The Autry Museum of the American West recently reopened its main exhibit on competing and intersecting narratives of the American West, called the Imagined West.
The cowboy. The Native. The Chicano.
The open space. The suburban sprawl.
The Stetson. The sombreo. The ushanka.
The dynamic exhibit seamlessly showcases intersectionality. It forces visitors to smash preconceived notions of siloed experiences that often happened simultaneously but live in the collective American memory as isolated and complete events. Perhaps most importantly, it presents the American West as something that continues to evolve.
No one group owns this experience, which may be the exhibit’s singular thesis. The entirety of the West belongs to everyone, as no one group can lay claim to its history or future.
In a joke only humorous to history majors, the concept of Orientalism could be applied to the U.S. Occidental experience. Addressed first by critical historian Edward W. Said in his book of the same name, Orientalism is the practice of those in the Western World viewing the Orient, in his case the Middle East, as somehow different, static and therefore worthy of respect but also in need of saving.

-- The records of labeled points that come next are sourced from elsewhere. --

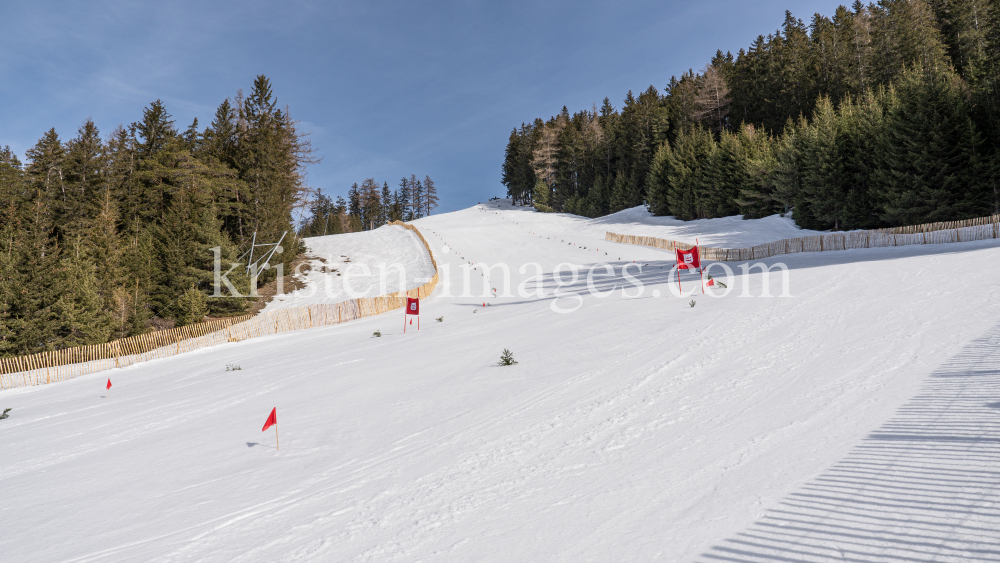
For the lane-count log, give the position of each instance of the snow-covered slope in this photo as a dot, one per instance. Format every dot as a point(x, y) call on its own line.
point(725, 232)
point(364, 258)
point(631, 429)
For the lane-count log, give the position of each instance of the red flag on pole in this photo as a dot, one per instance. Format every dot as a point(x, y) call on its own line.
point(688, 259)
point(272, 420)
point(412, 306)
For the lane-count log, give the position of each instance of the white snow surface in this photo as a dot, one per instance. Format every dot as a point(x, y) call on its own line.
point(723, 232)
point(857, 419)
point(377, 262)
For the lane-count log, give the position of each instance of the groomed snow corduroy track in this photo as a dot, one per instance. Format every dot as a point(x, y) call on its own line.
point(856, 420)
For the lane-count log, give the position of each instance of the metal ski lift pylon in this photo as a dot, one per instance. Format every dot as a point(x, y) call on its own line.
point(267, 255)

While this is an incomplete analysis of the concept, it’s easy to see how this kind of mentality could be applied to such mythical periods in American history. The ethos of the American West is seen as containing rich wisdom lost to history yet still in need of modernization and civilization.

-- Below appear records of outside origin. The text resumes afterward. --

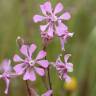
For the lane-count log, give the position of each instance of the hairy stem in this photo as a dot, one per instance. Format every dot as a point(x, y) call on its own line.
point(48, 73)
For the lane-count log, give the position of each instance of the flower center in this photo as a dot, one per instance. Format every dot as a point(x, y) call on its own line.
point(54, 18)
point(31, 62)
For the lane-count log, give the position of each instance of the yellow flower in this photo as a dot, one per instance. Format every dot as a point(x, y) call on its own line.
point(72, 85)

The clothing often worn by those in one or another period codified within this mythology—at least the iconic items like cowboy hats, dusters, working pants, bolo ties and more—can be interpreted as belonging to other people, not modern-day individuals in the modern world, with few exceptions. And those exceptional individuals often are those who do the things made famous by these periods of time—ranching, riding or prospecting—even if they do so in a modern fashion.

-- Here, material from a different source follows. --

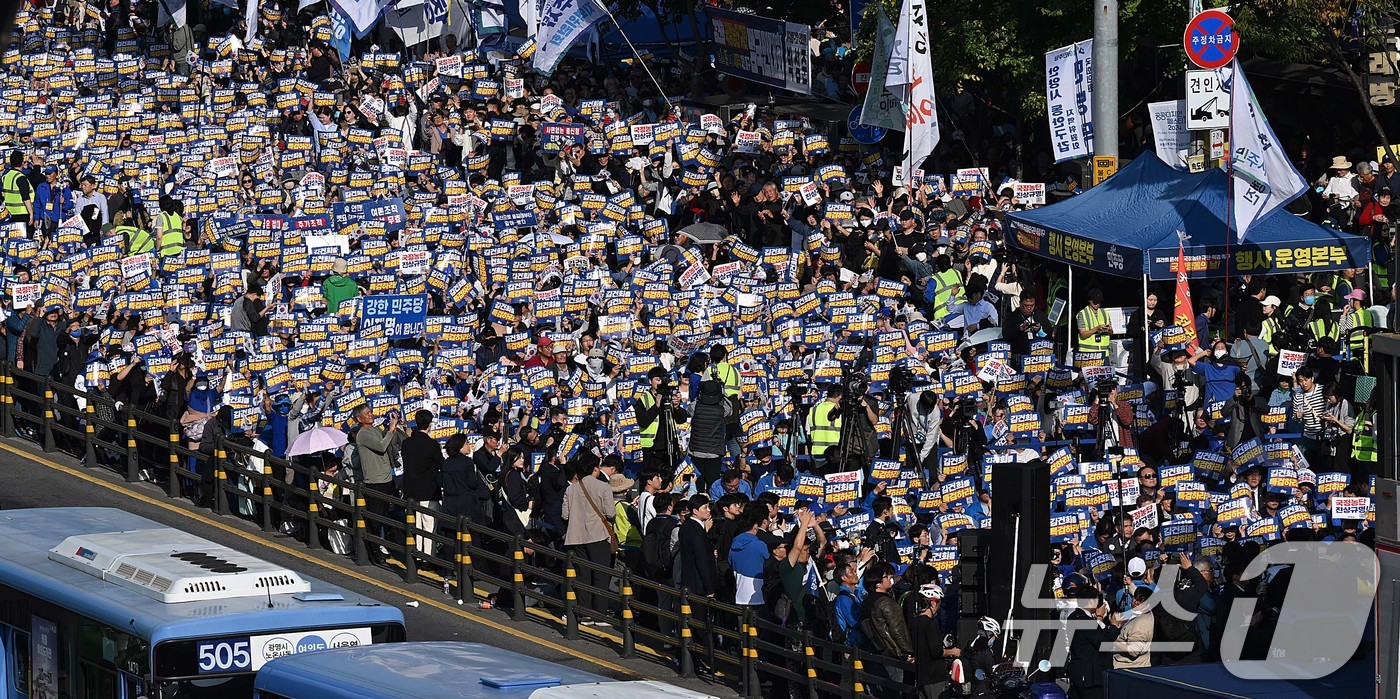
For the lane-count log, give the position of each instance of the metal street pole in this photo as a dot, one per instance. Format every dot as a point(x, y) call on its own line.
point(1106, 79)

Wearing these items signals an otherness outside of what a modern person should wear.
Sitting at my youngest’s preschool graduation, I noticed that one of the rabbis was dressed almost exactly like me. We wore dark blue blazers, light blue shirts and gray slacks. He also sports a shaved head and a gray beard (his slightly whiter than mine).
But I was wearing boots, and my shirt had pearl snaps.
As we joked about our choices, he asked, “Would anything in your life necessitate wearing cowboy boots?”
This question was a bit of a shock.
My choice to express my connection with Western culture through my clothing was completely foreign to him. Yet it is as much a part of my identity as some of the skater or hip-hop culture that influenced many of the other fashion choices made by other middle-aged parents that evening is a part of theirs.
Yet those influences, which also are major elements of American Western culture, are somehow more acceptable within our community.
Candolin Cook, a historian and writer who focuses on Western American history, notes that those “other” influences have been a part of mainstream culture for decades, “so it's not exactly jarring to see kids in the suburbs wearing baggy jeans and Timberlands,” icons of hip-hop culture or even older folks still wearing Vans skate shoes.
She explains that Western wear has traditionally been associated with blue-collar people living in the South and West, which might have been the basis of the rabbi’s question. I clearly am not a blue-collar worker from either of these regions, however, I love the culture, the fashion and what it represents when someone chooses to wear it. And I aim never to slip into cosplay.
In fact, this is the exact reason I was reticent to wear a cowboy hat — somehow, the Stetson was the bridge too far. It’s about ensuring that I’m respecting, not appropriating.
“When what feels like ours is commodified and popularized by the very elite who have looked down on us as uncultured or dumb or trash or uncool, it's frustrating,” Cook said. “But today, it's kind of a case-by-case basis. We love Post Malone and Lil Nas X rocking cowboy core but despise the gals from California who wear pink cowboy hats on their Nashville girls' trip.”
Yet, once I put on that Stetson 10X Felt, it felt right. Perhaps I needed a push to understand that while traditionally it wasn’t for me, no one needs permission to join the American experience.
“Fashion is cyclical, of course, but Western Wear's staying power and cool factor seems pretty unmatched to me,” said Cook. “Especially if you consider how little much of the designs have changed over the years--blue jeans, pearl snaps, cowboy hats remain relatively untouched from when they served utilitarian purposes in the nineteenth century to the Urban Cowboy kicker craze of the 80s to 2024 when they're on catwalks in Paris.”
Put differently, these items aren’t just fashion choices; they are icons of the American experience.